Pouvez-vous nous en dire plus sur votre expérience concrète du confinement ?
J'habite dans une petite maison à Grand Fond, la campagne de St Barth. La vie à la maison imposée par le confinement m'est agréable. Je sors le chien, parfois c'est l'inverse. Tout est très calme dans les environs. La mer n'est pas loin. L'air de la pandémie me semble très respirable. Je suis en bonne santé. Je vais bien.
Quel est votre état d'esprit personnel ?
Je fuis normalement l'agitation, folle pour moi mais vitale pour d'autres, qui ponctue souvent nos vies. J'ai un peu le sentiment que le monde en confinement vit à mon propre rythme. Cela me rend très paisible. Je ne porte plus de montre à mon poignet. Je réanime des noms de mon répertoire téléphonique qui étaient devenus des noms muets. Aller à la boulangerie et à l'épicerie devient un moment attendu comme jamais auparavant. Ce n'est pas écrit sur la liste de courses mais c'est un moment de sociabilité. Sociabilité sans contact, on s'évite, on se retourne, on parle de loin et on met des gants. C'est un peu étrange.

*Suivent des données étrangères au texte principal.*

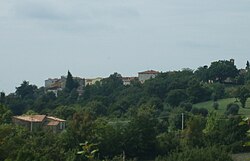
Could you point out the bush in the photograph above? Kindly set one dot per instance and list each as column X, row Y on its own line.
column 232, row 109
column 216, row 105
column 186, row 106
column 199, row 111
column 203, row 154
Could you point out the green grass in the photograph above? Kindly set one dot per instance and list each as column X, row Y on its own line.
column 223, row 105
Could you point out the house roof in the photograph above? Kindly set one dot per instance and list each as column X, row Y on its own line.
column 55, row 119
column 53, row 123
column 31, row 118
column 149, row 72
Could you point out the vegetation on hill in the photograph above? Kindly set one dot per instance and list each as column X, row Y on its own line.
column 169, row 117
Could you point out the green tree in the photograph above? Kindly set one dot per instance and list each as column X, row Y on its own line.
column 194, row 131
column 221, row 70
column 202, row 73
column 70, row 83
column 2, row 97
column 247, row 65
column 199, row 154
column 243, row 93
column 176, row 96
column 140, row 135
column 5, row 114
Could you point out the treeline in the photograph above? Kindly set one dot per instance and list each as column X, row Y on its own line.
column 142, row 121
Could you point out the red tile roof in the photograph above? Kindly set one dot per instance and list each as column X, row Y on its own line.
column 53, row 123
column 149, row 72
column 31, row 118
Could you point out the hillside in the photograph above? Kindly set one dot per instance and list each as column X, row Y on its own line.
column 223, row 104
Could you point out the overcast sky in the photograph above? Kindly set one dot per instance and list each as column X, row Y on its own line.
column 42, row 39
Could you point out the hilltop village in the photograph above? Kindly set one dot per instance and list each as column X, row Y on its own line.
column 184, row 115
column 58, row 84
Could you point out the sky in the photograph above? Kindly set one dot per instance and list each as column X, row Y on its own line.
column 41, row 39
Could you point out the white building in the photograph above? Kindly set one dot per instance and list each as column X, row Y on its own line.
column 146, row 75
column 92, row 81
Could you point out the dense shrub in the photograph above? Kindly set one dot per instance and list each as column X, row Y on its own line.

L'expérience du confinement a-t-elle un impact sur votre art ?
Aucun. Probablement parce qu'aucun drame lié à la pandémie n'a perturbé ma vie tranquille. La vie continue.
Pratiquez-vous votre art pendant le confinement ? Si oui, pouvez-vous nous parler de vos nouvelles œuvres ?
Je n'ai aucune inspiration pour faire de la photo-confinée qui consiste à prendre en photo son chat, le rayon de soleil qui traverse la cuisine ou son ombre portée sur un mur. Par contre, je suis capable de faire ce que je crois aimer le plus : profiter de chaque sortie pour voler des portraits d'inconnus et, un peu comme un photo-reporter, témoigner de cette mode printemps-été 2020 où les gens défilent gantés et masqués.